Senti profundo desespero, e a súbita necessidade de me por entre a mulher e o lobo.

Num impulso, talvez bobo, corri até ela para protegê-la. Estendi o braço à minha frente, mas fui tardo. Aquela mão imensa com quatro garras atingiu seu rosto, que se torceu em uma careta de dor antes de desfigurar-se.

Seu corpo caiu inerte, sem vida. O sangue se transformou em uma poça em menos de um minuto.

Me virei. Não pude ver seu rosto. Não queria. Uma lágrima imensa caiu de meu rosto – uma gota grande demais.

Eu não fora capaz de salvar aquela pessoa fascinante, e isso me destruía. E agora minha mão estava suja de sangue.

Por que raios?

Olhei para minhas mãos. Eram na verdade duas patas, com garras imensas.

Foi um choque de realidade. O nome da mulher era Fleur...

E eu era o monstro.”


E eu abri meus olhos.
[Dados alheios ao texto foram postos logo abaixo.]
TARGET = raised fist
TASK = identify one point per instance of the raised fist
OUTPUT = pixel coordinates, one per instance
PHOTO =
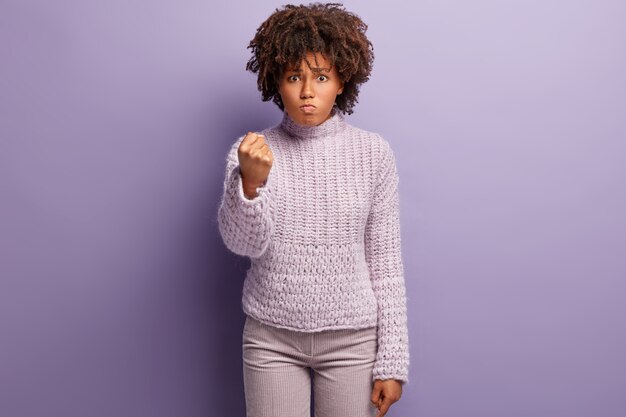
(255, 162)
Minhas pernas se torciam uma sobre a outra e meu tronco se inclinava em ângulos impossíveis. Minha pele na madeira fria e o vendo vindo de uma fresta na parede eram apenas algumas de minhas percepções.

Meu coração palpitava, e eu estava encharcado de suor, um suor frio, de puro pânico.

Abri meus olhos, e enquanto dolorosamente repassava meu sonho, comecei a ofegar.

Mas fui tomado momentaneamente por outro pensamento. Quem me despira?

Hati?

Não. Por sorte ele continuava morto. Por algum motivo, ri da cena e esfreguei a mão o rosto para me despertar totalmente. Senti algo frio e pegajoso, e gritei.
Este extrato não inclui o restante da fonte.